After months of training on the simulation platform, the second SATIE online demonstration event took place at the Zagreb Airport on 27th of July, 2021 (see Figure 1) as both a physical and virtual event. More than 40 participants were connected through online platform, and took part in the demonstration, watching video broadcast from on-site cameras.
Figure 1 The Zagreb Airport premises
The demonstrated scenario was the only one within the SATIE project to involve the Baggage Handling System (BHS) and the baggage registration service (see Figure 2 and Figure 3). Because of that unique aspect and, thanks to the project partner ALSTEF, the creation of an almost complete copy (digital twin) of the real BHS connected directly to the SATIE Toolkit was possible. The demonstration has been split up into four different sub-scenarios to allow more potential threats to be showcased and to take advantage of the aforementioned setup. The Zagreb demonstration took place during the night and after all flights departed, due to safety and security concerns.
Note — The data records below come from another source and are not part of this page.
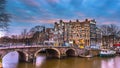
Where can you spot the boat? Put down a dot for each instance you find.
(10, 60)
(107, 53)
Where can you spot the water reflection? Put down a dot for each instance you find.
(74, 62)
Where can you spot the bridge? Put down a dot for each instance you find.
(28, 53)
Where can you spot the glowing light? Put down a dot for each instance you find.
(1, 34)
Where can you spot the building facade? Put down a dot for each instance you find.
(80, 33)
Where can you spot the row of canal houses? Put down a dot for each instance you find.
(65, 33)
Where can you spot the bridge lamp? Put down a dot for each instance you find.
(1, 34)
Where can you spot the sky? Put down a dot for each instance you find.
(29, 13)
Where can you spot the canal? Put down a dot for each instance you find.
(71, 62)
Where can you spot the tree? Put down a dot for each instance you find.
(4, 16)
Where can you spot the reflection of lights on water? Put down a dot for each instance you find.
(10, 60)
(40, 60)
(108, 64)
(1, 34)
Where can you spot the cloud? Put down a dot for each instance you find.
(48, 11)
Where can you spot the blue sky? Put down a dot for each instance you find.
(28, 13)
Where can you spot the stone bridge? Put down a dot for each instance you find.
(28, 53)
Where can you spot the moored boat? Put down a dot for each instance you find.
(107, 53)
(86, 56)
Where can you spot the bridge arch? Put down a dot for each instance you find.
(23, 56)
(70, 52)
(50, 52)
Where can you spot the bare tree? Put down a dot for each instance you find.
(4, 16)
(109, 33)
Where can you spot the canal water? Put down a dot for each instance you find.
(71, 62)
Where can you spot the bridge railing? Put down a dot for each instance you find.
(27, 46)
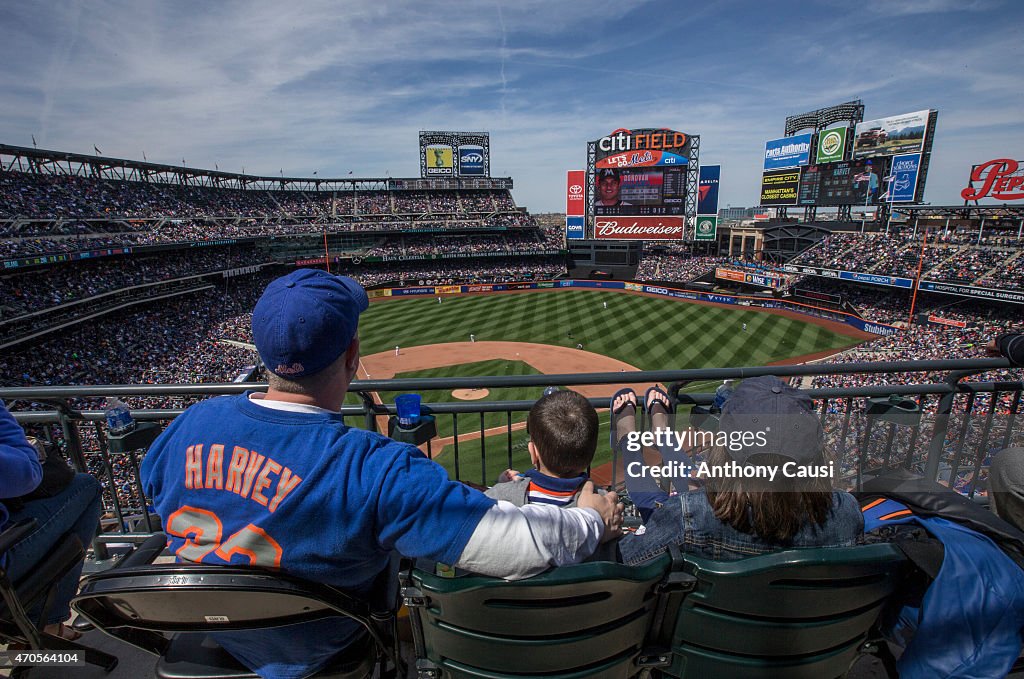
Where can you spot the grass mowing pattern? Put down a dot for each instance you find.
(471, 422)
(646, 332)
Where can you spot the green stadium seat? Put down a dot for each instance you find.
(582, 621)
(796, 613)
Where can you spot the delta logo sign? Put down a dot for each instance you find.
(999, 179)
(639, 228)
(623, 140)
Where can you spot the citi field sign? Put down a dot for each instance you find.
(626, 141)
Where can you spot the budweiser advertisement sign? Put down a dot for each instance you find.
(1001, 179)
(639, 228)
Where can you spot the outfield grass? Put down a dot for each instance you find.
(646, 332)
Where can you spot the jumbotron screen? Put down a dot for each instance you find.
(640, 192)
(641, 172)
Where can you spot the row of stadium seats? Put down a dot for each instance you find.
(955, 257)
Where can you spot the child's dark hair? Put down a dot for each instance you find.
(563, 427)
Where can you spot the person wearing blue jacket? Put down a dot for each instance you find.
(76, 508)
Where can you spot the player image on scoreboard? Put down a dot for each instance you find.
(639, 192)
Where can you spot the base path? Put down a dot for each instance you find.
(545, 358)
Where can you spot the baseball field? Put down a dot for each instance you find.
(541, 332)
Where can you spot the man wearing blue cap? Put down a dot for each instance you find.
(278, 479)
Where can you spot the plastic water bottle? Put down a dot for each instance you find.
(119, 419)
(722, 394)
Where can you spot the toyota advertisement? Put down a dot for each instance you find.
(471, 161)
(779, 187)
(576, 195)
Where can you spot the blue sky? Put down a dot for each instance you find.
(337, 86)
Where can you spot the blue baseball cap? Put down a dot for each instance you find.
(784, 415)
(304, 321)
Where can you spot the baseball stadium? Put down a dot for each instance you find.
(130, 297)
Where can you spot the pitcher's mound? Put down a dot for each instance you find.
(470, 394)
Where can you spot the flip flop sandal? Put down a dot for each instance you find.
(611, 407)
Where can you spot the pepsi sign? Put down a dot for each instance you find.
(470, 160)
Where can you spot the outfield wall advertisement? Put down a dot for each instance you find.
(708, 189)
(890, 136)
(839, 316)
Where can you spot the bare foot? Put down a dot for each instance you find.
(624, 412)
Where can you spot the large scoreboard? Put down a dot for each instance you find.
(645, 172)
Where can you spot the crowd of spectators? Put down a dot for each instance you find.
(34, 290)
(949, 256)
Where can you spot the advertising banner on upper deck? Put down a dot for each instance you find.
(787, 152)
(889, 136)
(576, 194)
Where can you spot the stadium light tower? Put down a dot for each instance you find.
(916, 281)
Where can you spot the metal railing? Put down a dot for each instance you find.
(958, 424)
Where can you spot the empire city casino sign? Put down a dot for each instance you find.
(642, 147)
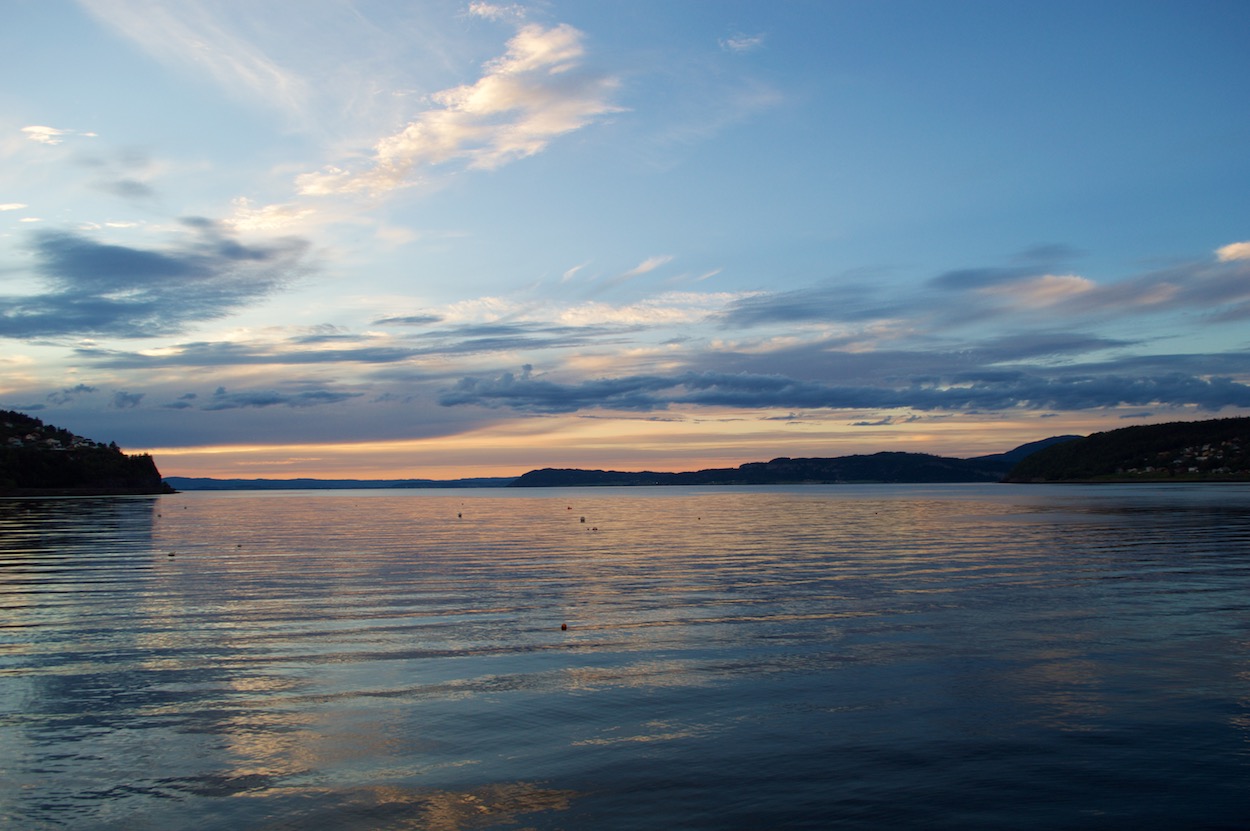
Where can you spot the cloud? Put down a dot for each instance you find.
(68, 395)
(51, 135)
(224, 400)
(1001, 391)
(409, 320)
(196, 35)
(740, 43)
(496, 11)
(535, 93)
(1045, 290)
(101, 289)
(126, 400)
(1234, 251)
(649, 265)
(126, 189)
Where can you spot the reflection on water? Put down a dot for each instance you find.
(938, 656)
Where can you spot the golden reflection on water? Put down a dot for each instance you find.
(399, 661)
(395, 809)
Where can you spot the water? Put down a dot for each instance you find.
(809, 657)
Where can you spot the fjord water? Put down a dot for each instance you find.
(808, 657)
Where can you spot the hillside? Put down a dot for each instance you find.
(1215, 450)
(38, 459)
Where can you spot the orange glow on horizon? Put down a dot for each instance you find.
(670, 442)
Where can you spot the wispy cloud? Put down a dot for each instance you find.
(53, 135)
(1016, 391)
(195, 35)
(740, 43)
(103, 289)
(498, 10)
(535, 93)
(225, 400)
(1234, 251)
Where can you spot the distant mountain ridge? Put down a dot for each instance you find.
(206, 484)
(1213, 450)
(884, 467)
(38, 459)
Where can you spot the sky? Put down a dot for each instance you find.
(445, 239)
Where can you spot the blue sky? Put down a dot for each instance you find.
(455, 239)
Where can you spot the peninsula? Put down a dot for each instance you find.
(41, 460)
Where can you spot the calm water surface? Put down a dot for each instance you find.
(810, 657)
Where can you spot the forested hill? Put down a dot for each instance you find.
(38, 459)
(1215, 450)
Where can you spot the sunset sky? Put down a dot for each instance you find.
(426, 239)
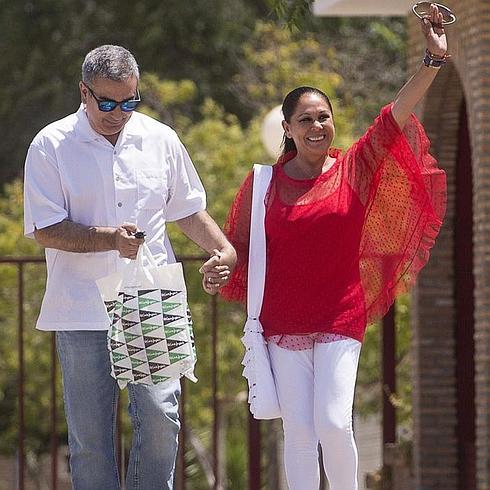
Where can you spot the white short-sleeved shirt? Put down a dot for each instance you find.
(74, 173)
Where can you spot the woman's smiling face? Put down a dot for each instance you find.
(311, 126)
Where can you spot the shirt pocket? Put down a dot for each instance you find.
(152, 188)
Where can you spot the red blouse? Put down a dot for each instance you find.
(341, 246)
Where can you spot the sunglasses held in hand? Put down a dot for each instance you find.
(108, 105)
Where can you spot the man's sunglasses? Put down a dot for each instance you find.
(107, 105)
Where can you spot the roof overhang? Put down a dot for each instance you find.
(349, 8)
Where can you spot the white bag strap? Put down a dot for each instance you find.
(144, 252)
(256, 258)
(134, 268)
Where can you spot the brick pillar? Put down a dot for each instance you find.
(435, 445)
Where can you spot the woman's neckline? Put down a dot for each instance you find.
(283, 159)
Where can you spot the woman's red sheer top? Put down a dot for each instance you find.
(341, 246)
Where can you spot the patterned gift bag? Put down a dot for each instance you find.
(150, 338)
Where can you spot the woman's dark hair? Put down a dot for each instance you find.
(289, 106)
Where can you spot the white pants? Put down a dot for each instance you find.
(316, 393)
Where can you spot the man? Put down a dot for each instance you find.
(92, 180)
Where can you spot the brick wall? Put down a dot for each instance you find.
(435, 420)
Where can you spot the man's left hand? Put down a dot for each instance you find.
(216, 271)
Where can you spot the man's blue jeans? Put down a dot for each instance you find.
(91, 396)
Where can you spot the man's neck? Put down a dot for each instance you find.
(112, 138)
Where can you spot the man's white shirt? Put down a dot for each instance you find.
(74, 173)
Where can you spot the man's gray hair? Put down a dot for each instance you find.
(112, 62)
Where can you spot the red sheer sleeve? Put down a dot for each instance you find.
(405, 196)
(237, 229)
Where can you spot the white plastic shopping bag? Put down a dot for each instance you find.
(150, 338)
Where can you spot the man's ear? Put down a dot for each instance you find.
(83, 92)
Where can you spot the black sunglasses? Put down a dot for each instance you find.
(107, 105)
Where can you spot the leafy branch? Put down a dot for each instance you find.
(293, 12)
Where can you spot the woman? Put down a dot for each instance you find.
(345, 235)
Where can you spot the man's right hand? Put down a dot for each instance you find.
(126, 243)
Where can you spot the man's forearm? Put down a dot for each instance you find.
(203, 231)
(74, 237)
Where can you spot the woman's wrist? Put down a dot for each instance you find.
(435, 60)
(436, 54)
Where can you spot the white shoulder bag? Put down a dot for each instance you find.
(262, 395)
(150, 338)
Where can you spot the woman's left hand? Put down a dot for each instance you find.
(215, 275)
(434, 32)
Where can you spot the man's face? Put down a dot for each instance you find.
(108, 124)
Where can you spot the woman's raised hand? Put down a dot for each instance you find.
(434, 32)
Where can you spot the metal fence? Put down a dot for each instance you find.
(255, 453)
(253, 428)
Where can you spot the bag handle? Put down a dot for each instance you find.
(144, 252)
(256, 259)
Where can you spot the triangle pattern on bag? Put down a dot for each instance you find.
(138, 342)
(153, 354)
(171, 331)
(116, 344)
(159, 379)
(175, 344)
(145, 302)
(127, 297)
(171, 318)
(136, 362)
(168, 293)
(147, 328)
(168, 306)
(155, 343)
(176, 357)
(134, 350)
(146, 315)
(130, 336)
(155, 367)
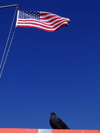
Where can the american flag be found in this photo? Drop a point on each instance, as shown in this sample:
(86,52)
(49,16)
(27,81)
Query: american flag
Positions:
(41,20)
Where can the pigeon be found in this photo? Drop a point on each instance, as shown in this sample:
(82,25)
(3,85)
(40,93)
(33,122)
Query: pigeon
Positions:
(56,122)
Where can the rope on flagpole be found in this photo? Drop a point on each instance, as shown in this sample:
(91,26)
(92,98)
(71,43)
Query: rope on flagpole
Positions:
(3,61)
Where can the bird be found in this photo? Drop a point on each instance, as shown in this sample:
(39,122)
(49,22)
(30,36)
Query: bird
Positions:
(56,122)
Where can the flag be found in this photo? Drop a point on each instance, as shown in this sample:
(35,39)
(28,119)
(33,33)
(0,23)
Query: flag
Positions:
(41,20)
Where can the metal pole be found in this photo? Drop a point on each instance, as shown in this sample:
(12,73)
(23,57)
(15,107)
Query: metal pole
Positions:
(9,6)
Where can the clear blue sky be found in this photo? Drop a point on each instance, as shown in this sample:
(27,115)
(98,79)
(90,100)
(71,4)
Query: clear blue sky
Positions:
(58,71)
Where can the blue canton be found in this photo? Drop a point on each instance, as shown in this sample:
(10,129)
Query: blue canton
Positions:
(29,15)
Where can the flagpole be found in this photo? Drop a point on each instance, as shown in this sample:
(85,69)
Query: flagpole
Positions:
(9,6)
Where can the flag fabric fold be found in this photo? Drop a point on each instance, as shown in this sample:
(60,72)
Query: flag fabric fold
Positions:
(41,20)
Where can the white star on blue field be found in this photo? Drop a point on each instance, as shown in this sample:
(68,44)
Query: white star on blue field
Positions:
(51,71)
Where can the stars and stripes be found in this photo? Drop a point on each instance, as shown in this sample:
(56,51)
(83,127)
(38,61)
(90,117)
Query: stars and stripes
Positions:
(41,20)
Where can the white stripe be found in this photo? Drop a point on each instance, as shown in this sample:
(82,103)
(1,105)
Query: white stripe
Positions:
(41,27)
(39,23)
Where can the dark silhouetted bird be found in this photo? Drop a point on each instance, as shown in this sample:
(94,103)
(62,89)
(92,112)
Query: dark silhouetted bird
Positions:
(56,122)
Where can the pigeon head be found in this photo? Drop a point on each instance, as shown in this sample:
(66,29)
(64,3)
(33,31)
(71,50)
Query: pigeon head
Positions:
(51,114)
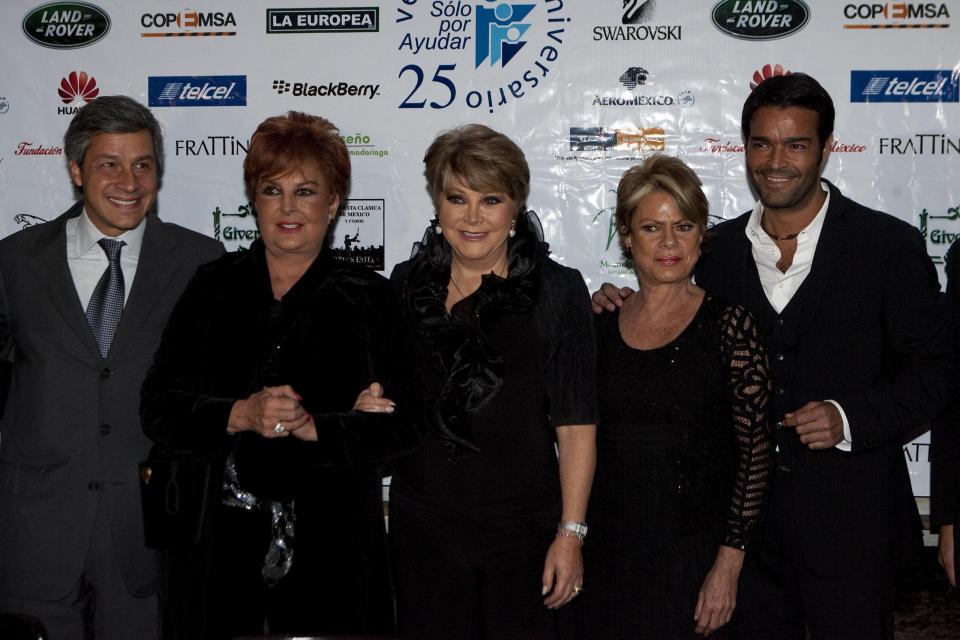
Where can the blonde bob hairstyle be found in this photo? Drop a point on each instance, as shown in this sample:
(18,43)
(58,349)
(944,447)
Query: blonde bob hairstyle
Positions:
(661,173)
(481,158)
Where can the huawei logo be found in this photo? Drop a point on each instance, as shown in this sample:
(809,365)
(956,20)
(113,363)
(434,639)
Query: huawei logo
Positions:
(766,73)
(78,86)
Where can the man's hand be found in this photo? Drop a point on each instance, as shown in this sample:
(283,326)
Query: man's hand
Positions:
(945,553)
(818,424)
(609,297)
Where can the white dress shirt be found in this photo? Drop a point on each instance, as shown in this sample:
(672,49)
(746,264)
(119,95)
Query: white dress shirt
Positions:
(87,260)
(779,286)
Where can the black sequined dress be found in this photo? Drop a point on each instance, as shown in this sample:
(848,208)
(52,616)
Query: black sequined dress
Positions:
(684,457)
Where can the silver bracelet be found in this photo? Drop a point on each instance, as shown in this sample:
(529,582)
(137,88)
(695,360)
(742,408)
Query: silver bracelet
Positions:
(568,529)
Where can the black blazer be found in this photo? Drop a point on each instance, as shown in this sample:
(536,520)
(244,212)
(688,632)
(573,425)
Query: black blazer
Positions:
(866,330)
(945,434)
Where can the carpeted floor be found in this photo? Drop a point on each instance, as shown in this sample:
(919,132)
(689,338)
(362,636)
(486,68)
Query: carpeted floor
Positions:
(927,607)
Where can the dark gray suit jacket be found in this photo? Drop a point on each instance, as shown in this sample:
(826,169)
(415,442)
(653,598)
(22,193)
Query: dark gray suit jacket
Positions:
(865,329)
(71,433)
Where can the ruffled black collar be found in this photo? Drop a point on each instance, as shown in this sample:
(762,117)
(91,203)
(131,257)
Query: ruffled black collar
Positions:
(472,370)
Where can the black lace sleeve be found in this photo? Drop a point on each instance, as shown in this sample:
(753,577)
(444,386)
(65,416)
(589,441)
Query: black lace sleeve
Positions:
(750,386)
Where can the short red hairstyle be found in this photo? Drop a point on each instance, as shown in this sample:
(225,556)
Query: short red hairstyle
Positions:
(282,143)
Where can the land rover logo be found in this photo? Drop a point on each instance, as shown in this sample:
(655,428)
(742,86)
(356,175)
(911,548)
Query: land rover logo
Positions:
(760,19)
(66,25)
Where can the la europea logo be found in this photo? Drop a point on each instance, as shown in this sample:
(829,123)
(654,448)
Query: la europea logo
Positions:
(501,49)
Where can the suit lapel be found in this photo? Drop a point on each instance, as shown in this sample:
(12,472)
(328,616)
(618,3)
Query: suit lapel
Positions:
(155,268)
(53,272)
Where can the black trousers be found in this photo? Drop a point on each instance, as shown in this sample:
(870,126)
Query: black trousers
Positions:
(780,598)
(470,579)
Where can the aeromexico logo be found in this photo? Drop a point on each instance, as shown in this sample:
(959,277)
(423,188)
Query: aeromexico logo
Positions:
(66,25)
(760,19)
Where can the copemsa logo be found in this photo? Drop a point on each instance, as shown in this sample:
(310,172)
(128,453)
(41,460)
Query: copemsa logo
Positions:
(638,76)
(28,148)
(211,147)
(324,20)
(897,15)
(760,19)
(330,89)
(636,15)
(904,86)
(197,91)
(357,236)
(360,145)
(939,240)
(725,145)
(188,24)
(501,49)
(66,25)
(600,139)
(75,87)
(920,144)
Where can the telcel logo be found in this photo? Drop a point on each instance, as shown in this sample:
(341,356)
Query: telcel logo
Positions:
(197,91)
(904,86)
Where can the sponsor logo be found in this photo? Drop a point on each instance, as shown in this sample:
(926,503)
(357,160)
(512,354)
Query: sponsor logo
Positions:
(766,73)
(197,91)
(637,14)
(728,145)
(897,15)
(233,229)
(360,145)
(598,138)
(939,238)
(211,147)
(358,233)
(760,19)
(921,144)
(66,25)
(28,148)
(500,50)
(76,87)
(329,89)
(637,11)
(25,220)
(904,86)
(188,23)
(324,20)
(637,76)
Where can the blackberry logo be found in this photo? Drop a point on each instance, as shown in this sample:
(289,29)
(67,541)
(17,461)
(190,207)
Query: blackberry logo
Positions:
(634,76)
(636,11)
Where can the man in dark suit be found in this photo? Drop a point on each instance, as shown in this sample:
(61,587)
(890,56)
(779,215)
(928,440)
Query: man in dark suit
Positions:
(83,301)
(847,301)
(945,445)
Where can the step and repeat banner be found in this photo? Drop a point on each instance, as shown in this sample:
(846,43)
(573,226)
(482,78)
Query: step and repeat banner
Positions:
(586,87)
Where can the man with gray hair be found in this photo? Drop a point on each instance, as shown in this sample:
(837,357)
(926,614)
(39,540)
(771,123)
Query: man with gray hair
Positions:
(83,302)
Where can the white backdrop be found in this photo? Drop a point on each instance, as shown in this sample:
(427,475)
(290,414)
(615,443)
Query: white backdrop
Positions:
(586,88)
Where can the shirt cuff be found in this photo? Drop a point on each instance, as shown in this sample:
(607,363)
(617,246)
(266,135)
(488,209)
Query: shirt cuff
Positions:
(847,443)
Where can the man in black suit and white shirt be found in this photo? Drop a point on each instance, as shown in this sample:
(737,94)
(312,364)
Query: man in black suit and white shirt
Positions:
(83,301)
(847,301)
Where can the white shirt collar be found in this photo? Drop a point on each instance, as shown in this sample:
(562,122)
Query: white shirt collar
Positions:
(88,235)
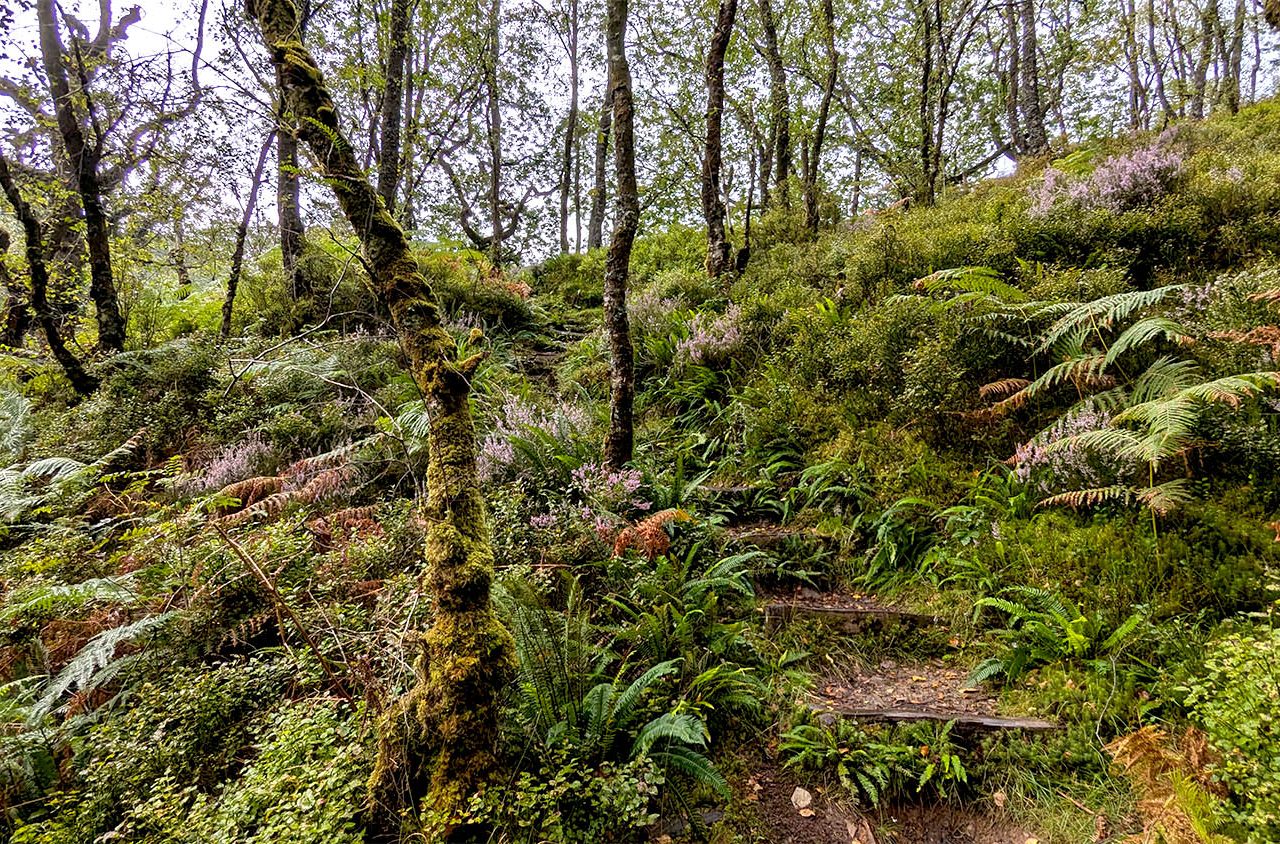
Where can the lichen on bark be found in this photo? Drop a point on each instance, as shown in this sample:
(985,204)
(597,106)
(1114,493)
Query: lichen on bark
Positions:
(439,742)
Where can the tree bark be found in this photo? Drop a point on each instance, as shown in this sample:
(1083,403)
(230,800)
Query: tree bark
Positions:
(82,382)
(595,227)
(620,441)
(780,112)
(288,202)
(718,259)
(83,159)
(493,110)
(442,738)
(242,236)
(1028,83)
(813,154)
(393,106)
(570,126)
(17,309)
(1013,80)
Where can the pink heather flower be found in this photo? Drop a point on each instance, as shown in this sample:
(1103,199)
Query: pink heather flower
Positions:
(228,465)
(1055,469)
(650,311)
(712,338)
(565,423)
(1120,183)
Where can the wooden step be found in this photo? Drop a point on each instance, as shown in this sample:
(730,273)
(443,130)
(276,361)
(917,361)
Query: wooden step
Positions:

Figure 2 Systems used in the Zagreb demonstration
Figure 3 Preparation of the demonstration
The Zagreb demonstration aimed to revolutionise the approach for securing airports and prevent disruptions of critical systems such as the BHS that could have an impact on provided service . The SATIE Toolkit has shown fit for purpose against complex cyber-physical threats through prevention, detection, response and mitigation, while guaranteeing the protection of critical systems, sensitive data and passengers. The interoperable toolkit developed improves the relationship between existing airport systems and enhanced security solutions, in order to ensure more efficient threat prevention, forensics investigations and dynamic impact assessment at the airports.
Four sub-scenarios of threats and attacks related to the BHS and the process of passenger baggage handling were presented with the help and involvement of all SATIE partners:
- Sub-scenario #1 “Extended Passenger Concept”
- Sub-scenario #2 “Ransomware attack”
- Sub-scenario #3 “Change destination flight”
- Sub-scenario #4 “Lost baggage”
Demonstration of all four sub-scenarios included previously recorded videos, live presentations, attack simulations, response of the SATIE Toolkit and related Q&A afterwards. SATIE Tools involved at the Zagreb demonstration scenarios were: Correlation Engine (CE), Incident Management Portal (IMP), Passenger and Baggage Anomaly Detection (PAD), Vulnerability Management System (VuMS), Business Impact Assessment (BIA) and Risk Integrated Service (RIS).
Successful demonstration would not have been achieved without the engagement of all SATIE partners and respectable guests, for which sincere gratitude was expressed. Interviews and questionnaires that followed the event presented very useful feedback, including positive reinforcement and encouragement. Ultimately, this demonstration reaffirmed hope for creating a successful solution that could find its purpose and wide usage in the future.